The DOL’s analysis began with a well-established, although probably often overlooked, FLSA principle: wages may include third-party payments. Of course, as the DOL clarified, not all third-party payments are wages. Rather, whether a payment from a third party constitutes wages depends upon the terms of the parties’ employment agreement. 

Specifically, the DOL considered a recent federal appeals case which held that courts should consider the following three factors when determining whether third party payments may be considered wages: (1) whether the specific requirements for receiving payment are known by employees in advance; (2) whether the payment is for a reasonably specific amount; and (3) whether the employer’s facilitation of the payment is more than a simple pass-through.

When looking to these factors, the DOL found that the dealerships at issue satisfied all three. Importantly, the dealerships embraced manufacturer spiffs and represented to employees that they would be considered part of the employee’s overall compensation, which strongly suggested that they were “wages” under the FLSA. Additionally, the dealerships knew of and advertised the terms of the spiffs to sales consultants, even working with the manufacturer to determine whether and when payments should be made. Given this, the DOL found spiffs to be part of the employment agreement and properly included within the definition of “wages” for purposes of satisfying the FLSA’s minimum wage requirements.

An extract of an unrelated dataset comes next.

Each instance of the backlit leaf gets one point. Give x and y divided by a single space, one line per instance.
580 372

What Does Our Dealership Need To Do Now?

Importantly, the DOL clarified that spiffs do not need to be specifically mentioned in a written pay plan to be applied towards the dealership’s minimum wage obligations. Rather, the payments may be “implicitly” part of the employment agreement depending upon the parties’ past practices. Still, your dealership may circumvent any argument about what the parties did or did not agree upon by simply amending existing sales pay plans to state that manufacturer incentive payments will be considered wages for purposes of ensuring that sales consultants are paid at least the minimum wage for all hours worked.

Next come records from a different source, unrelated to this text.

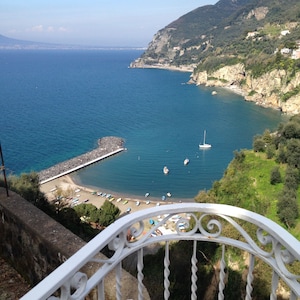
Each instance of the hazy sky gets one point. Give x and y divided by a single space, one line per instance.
91 22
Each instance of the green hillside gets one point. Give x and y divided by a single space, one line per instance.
266 179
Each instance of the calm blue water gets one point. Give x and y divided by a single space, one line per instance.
56 104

Moreover, while dealers should be pleased that spiffs may be credited towards sales consultants’ minimum wage requirements, you should remember the implications elsewhere. Under the FLSA, salespersons are exempt from overtime payments, but that is not the case with all dealership employees. You should examine federal and state wage hour laws and consider whether any non-exempt employees who receive manufacturer incentives are also entitled to overtime premiums on these payments.

Conclusion

The DOL’s recent opinion letter is welcome news to car dealers who are re-examining sales compensation in light of the current economy and COVID-19 pandemic. As you look to update your sales pay plans, consider how you can make manufacturer spiffs work to your advantage.